The market-implied 1-standard-deviation range for DOCN extends from approximately $115.47 on the downside to $193.91 on the upside. A DOCN long strangle is the OTM cousin of the straddle: lower up-front cost but the underlying has to travel further past either OTM strike before the position turns profitable at expiration. Current DOCN IV rank near 60.01% is mid-range against its 1-year distribution, so the IV signal is neutral; the strangle thesis on DOCN should anchor more to the directional view and the expected-move geometry. As a Technology name, DOCN options can move on sector-level news flow (peer earnings, regulatory updates, industry-specific macro data) in addition to DOCN-specific events.

DOCN strangle positions are structurally neutral / high-volatility (long premium, OTM); the modeled P&L assumes European-style exercise at expiration and ignores early assignment, transaction costs, dividends paid before expiry on the stock leg (when present), and the bid-ask spread on the listed chain. DOCN positions also carry Technology sector concentration risk; news flow inside the sector (peer earnings, regulatory shifts, supply-chain headlines) can move DOCN alongside the broader basket even when DOCN-specific fundamentals are unchanged. Always rebuild the position from current DOCN chain quotes before placing a trade.

Frequently asked questions

What is a strangle on DOCN?
A strangle on DOCN is the strangle strategy applied to DOCN (stock).
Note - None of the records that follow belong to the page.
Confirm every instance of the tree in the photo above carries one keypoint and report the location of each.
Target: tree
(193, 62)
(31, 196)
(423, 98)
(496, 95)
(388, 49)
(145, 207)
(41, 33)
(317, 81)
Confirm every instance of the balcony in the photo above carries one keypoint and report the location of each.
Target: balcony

The strategy is structurally neutral / high-volatility (long premium, OTM): A long strangle buys an OTM call and an OTM put at offset strikes, cheaper than a straddle but requiring a larger underlying move to profit since both wings start out-of-the-money. With DOCN stock trading near $154.69, the strikes shown on this page are snapped to the nearest listed DOCN chain strike and the premiums come straight from the end-of-day bid/ask midpoint.
How are DOCN strangle max profit and max loss calculated?
Upside max profit is unbounded; downside max profit is bounded at the put strike minus the combined debit (reached at zero). Max loss equals the combined debit times 100 (reached anywhere between the two OTM strikes). Two breakevens at call-strike plus debit and put-strike minus debit. For the DOCN strangle priced from the end-of-day chain at a 30-day expiry (ATM IV 88.44%), the computed maximum profit is unbounded per contract and the computed maximum loss is -$2,310.00 per contract. Live intraday quotes will differ as the chain moves through the trading session.
What is the breakeven for a DOCN strangle?
The breakeven for the DOCN strangle priced on this page is roughly $123.90 and $185.60 at expiration, derived from end-of-day chain premiums. Breakeven is the underlying price at which the strategy's P&L crosses zero ignoring transaction costs and assignment risk. The current DOCN market-implied 1-standard-deviation expected move is approximately 25.35%; if the move sits well outside the breakeven distance, the structure's risk-reward becomes correspondingly tighter.
When should you consider a strangle on DOCN?
Strangles on DOCN are the cheaper cousin of the straddle - traders use them when they want a large directional move but are willing to give up the inner-strike sensitivity in exchange for a lower up-front debit on the DOCN chain.
How does current DOCN implied volatility affect this strangle?
DOCN ATM IV is at 88.44% with IV rank near 60.01%, which is mid-range against its 1-year history. Strategy selection depends more on directional thesis and expected move than on a strong IV signal.